Assim, no caso da ditadura brasileira, os números mentem. Nossas listagens de vítimas são incompletas, limitadas e cheias de brechas. É essa memória limitada sobre a ditadura no Brasil que está na base do surgimento de narrativas falseadas sobre o passado como, por exemplo, a afirmação de que tivemos uma “ditabranda”. A quantidade de vítimas da ditadura é menor que a de outros regimes autoritários porque aqui seguimos mantendo em silêncio as histórias de muitos dos mortos por agentes do Estado. Essa operação política é perversa: o não-reconhecimento de milhares de indivíduos como vítimas da ditadura acaba por conferir legitimidade às narrativas que desqualificam o regime como um período de violência. Por sua vez, a proliferação desses discursos torna mais difícil a construção de um consenso acerca da necessidade de se tratar o legado da ditadura como um problema público central. Portanto, medidas mais aprofundadas de acerto de contas com esse passado não são levadas adiante.

O presidente Jair Bolsonaro cumprimenta manifestantes que foram a ato pró-governo neste domingo (15), na frente do Palácio do Planalto – Sérgio Lima/AFP (Divulgação)

O olhar crítico para as formas de se classificar e de quantificar as vítimas de eventos traumáticos parece útil para observarmos as novas valas comuns ou individuais abertas no país. Nelas, milhares de corpos vêm sendo enterrados diariamente, mas “apenas” alguns deles são identificados como vítimas do coronavírus. Desde o início da pandemia do novo coronavírus no Brasil, as discussões sobre a subnotificação dos dados têm sido crescentes.[1] A despeito das inúmeras pesquisas que apontam para a possibilidade de o número de mortes causadas pela covid-19 ser significativamente maior que as cifras oficiais, seguimos lidando com os dados do Ministério da Saúde, que atualmente apontam para 13.149 mortes e 188.974 casos confirmados.

À primeira vista, a subnotificação parece ser um problema relacionado apenas ao preenchimento de uma linha em um atestado de óbito ou de uma célula em uma planilha. Para enfrentar uma questão “técnica”, soluções “técnicas”: ampliar o número de testes e melhorar os sistemas eletrônicos de registro de óbito. No entanto, a subnotificação é reveladora não apenas do limite da capacidade de um sistema de saúde sufocado pelo congelamento de verbas e pela ânsia privatista na área. Como no caso das listagens de vítimas da ditadura, ela diz muito também sobre a forma pela qual historicamente o Brasil lida com seus mortos.
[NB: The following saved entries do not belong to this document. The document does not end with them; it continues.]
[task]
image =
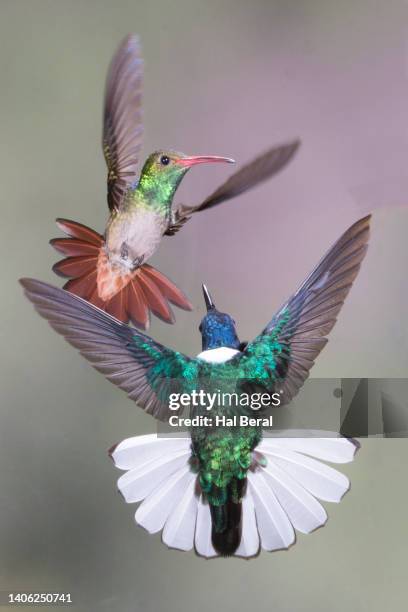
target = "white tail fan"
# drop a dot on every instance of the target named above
(280, 496)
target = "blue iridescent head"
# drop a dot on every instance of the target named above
(217, 328)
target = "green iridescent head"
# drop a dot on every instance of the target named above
(163, 171)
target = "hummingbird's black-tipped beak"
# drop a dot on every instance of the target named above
(208, 299)
(192, 160)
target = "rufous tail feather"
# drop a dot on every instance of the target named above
(128, 297)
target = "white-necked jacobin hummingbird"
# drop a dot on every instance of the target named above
(111, 271)
(224, 490)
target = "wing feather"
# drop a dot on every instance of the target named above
(290, 343)
(122, 119)
(126, 357)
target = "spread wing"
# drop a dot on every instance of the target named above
(145, 369)
(122, 120)
(254, 173)
(285, 351)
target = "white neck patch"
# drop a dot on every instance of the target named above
(218, 355)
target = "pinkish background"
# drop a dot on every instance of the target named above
(229, 78)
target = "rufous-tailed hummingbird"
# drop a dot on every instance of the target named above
(223, 490)
(111, 270)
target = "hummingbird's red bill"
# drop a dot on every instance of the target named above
(192, 160)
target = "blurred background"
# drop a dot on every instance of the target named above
(227, 77)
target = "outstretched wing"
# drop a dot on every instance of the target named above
(257, 171)
(122, 120)
(287, 348)
(145, 369)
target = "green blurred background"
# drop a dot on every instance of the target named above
(228, 77)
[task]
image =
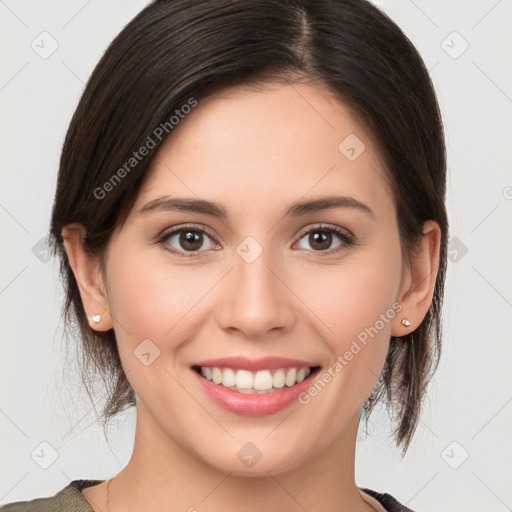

Quem são aqueles que, mesmo mortos, não são testados? Quem são aqueles que morrem em suas casas e, por isso, não têm a causa de sua morte identificada? Quais corpos o conjunto da sociedade aceita ver em contêineres transformados em geladeiras de necrotérios ou em valas coletivas? Quem são aqueles que, nas masmorras do esquecimento que são nossas prisões, morrem e não são identificados? Qual a cor de suas peles, seu endereço?

Hoje, quando nos números oficiais já passamos os dez mil mortos e caminhamos a passos largos para as próximas dezenas de milhar, o debate sobre a subnotificação parece perder força. Afinal, os números efetivamente notificados já são grandes e assustadores o suficiente. Mas o não-reconhecimento de determinadas mortes como vítimas da covid-19 impede que os familiares e amigos daquelas pessoas consigam inscrever suas histórias na narrativa de um drama que é coletivo. No futuro, quando houver – e se houver – formas de se falar e rememorar os mortos da pandemia, encontraremos, mais uma vez, incalculáveis corpos que não parecem dignos de pertencer à memória comum. Os mesmos corpos de sempre. E assim, adicionaremos mais uma camada na vala coletiva do apagamento de nossa história de violência. Começamos nos cemitérios de indígenas e africanos escravizados, passamos pelos cemitérios da ditadura e chegamos até aqui: construindo ativamente um esquecimento coletivo que está na base da eterna repetição da barbárie que parece nos perseguir.

 

Nota

[1] A título de exemplo: em 03 de abril, a revista Piaui publicou o artigo “Resultado de teste de covid-19, só um mês depois do enterro”. Quase um mês depois, o jornalista Hélio Gurovitz publicou, em seu blog no portal G1, a coluna “O impacto real da Covid-19”. No dia de ontem, nova matéria da Folha abordou a questão.